This is the Readme file for my program
called "bandwidth".

Bandwidth is a benchmark that attempts to measure
memory bandwidth. In December 2010 (and as of
release 0.24), I extended 'bandwidth' to measure 
network bandwidth as well.

Bandwidth is useful because both memory bandwidth
and network bandwidth need to be measured to
give you a clear idea of what your computer(s) can do.
Merely relying on specs does not give a full picture
and indeed specs can be misleading.

--------------------------------------------------
MEMORY BANDWIDTH 

Bandwidth performs sequential and random
reads and writes of varying sizes. This permits 
you to see in the numbers how each type of memory 
is performing.  So for instance when bandwidth
writes a 256-byte chunk, you know that because
caches are normally write-back, this chunk
will reside entirely in the L1 cache. Whereas
a 512 kB chunk will mainly reside in L2.

You could run a non-artificial benchmark and 
observe that a general performance number is lower 
on that machine, but that conceals the cause. 
So the purpose of this program is to help you 
pinpoint the cause of a performance problem,
and determine whether it is memory related.
It also tells you the best-case scenario i.e.
the maximum bandwidth achieved using sequential,
128-bit memory accesses.

Version 0.26 fixes an issue with AMD processors.
Version 0.25 makes network bandwidth bidirectional.
Version 0.24 adds network bandwidth testing.

Version 0.23 adds:
- Mac OS/X 64-bit support.
- Vector-to-vector register transfer test.
- Main register to/from vector register transfer test.
- Main register byte/word/dword/qword to/from 
  vector register test (pinsr*, pextr* instructions).
- Memory copy test using SSE2.
- Automatic checks under Linux for SSE2 & SSE4.

Version 0.22 adds:
- Register-to-register transfer test.
- Register-to/from-stack transfer tests.

Version 0.21 adds:
- Standardized memory chunks to always be
  a multiple of 256-byte mini-chunks.
- Random memory accesses, in which each 
  256-byte mini-chunk accessed is accessed 
  in a random order, but also, inside each 
  mini-chunk the 32/64/128 data are accessed
  pseudo-randomly as well. 
- Now 'bandwidth' includes chunk sizes that 
  are not powers of 2, which increases 
  data points around the key chunk sizes 
  corresponding to common L1 and L2 cache 
  sizes.
- Command-line options:
	--quick for 0.25 seconds per test.
	--slow for 20 seconds per test.
	--title for adding a graph title.

Version 0.20 added graphing, with the graph
stored in a BMP image file. It also adds the
--slow option for more precise runs.

Version 0.19 added a second 128-bit SSE writer
routine that bypasses the caches, in addition
to the one that doesn't.

Version 0.18 was my Grand Unified bandwidth
benchmark that brought together support for
four operating systems:
	- Linux
	- Windows Mobile
	- 32-bit Windows
	- Mac OS/X 64-bit
and three processor architectures:
	- x86
	- Intel64
	- ARM 
I've written custom assembly routines for
each architecture.

Total run time for the default speed, which
has 5 seconds per test, is about 35 minutes.

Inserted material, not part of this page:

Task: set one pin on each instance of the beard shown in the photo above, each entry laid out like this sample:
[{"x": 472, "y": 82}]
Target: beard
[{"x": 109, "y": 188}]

--------------------------------------------------
NETWORK BANDWIDTH (beginning with release 0.24)

In mid-December 2010, I extended bandwidth to measure
network bandwidth, which is useful for testing
your home or workplace network setup, and in theory
could be used to test machines across the Internet.

Release 0.25 adds:
	- Bidirectional network bandwidth testing.
	- Specifiable port# (default is 49000).

In the graph:
	- Sent data appears as a solid line.
	- Received data appears as a dashed line.

The network test is pretty simple. It sends chunks
of data of varying sizes to whatever computers
(nodes) that you specify. Each of those must be
running 'bandwidth' in transponder mode.

The chunks of data range of 32 kB up to 32 MB.
These are actually send as a stream of 1 or more
32 kB sub-chunks.

Sample output:
	output/Network-Linux2.6-Celeron-2.8GHz-32bit-loopback.bmp
	output/Network-MacOSX32-Corei5-2.4GHz-64bit-loopback.bmp
	output/Network-Mac64-Linux32.bmp

How to start a transponder:
	./bandwidth-mac64 --transponder

Example invocation of the test leader:
	./bandwidth64 --network 192.168.1.104

I've tested network mode on:
	Linux 32-bit
	Mac OS/X 32- and 64-bit
	Win/Cygwin 32-bit.

--------------------------------------------------
This program is provided without any warranty
and AS-IS. See the file COPYING for details.

Zack Smith
fbui@comcast.net
January 2011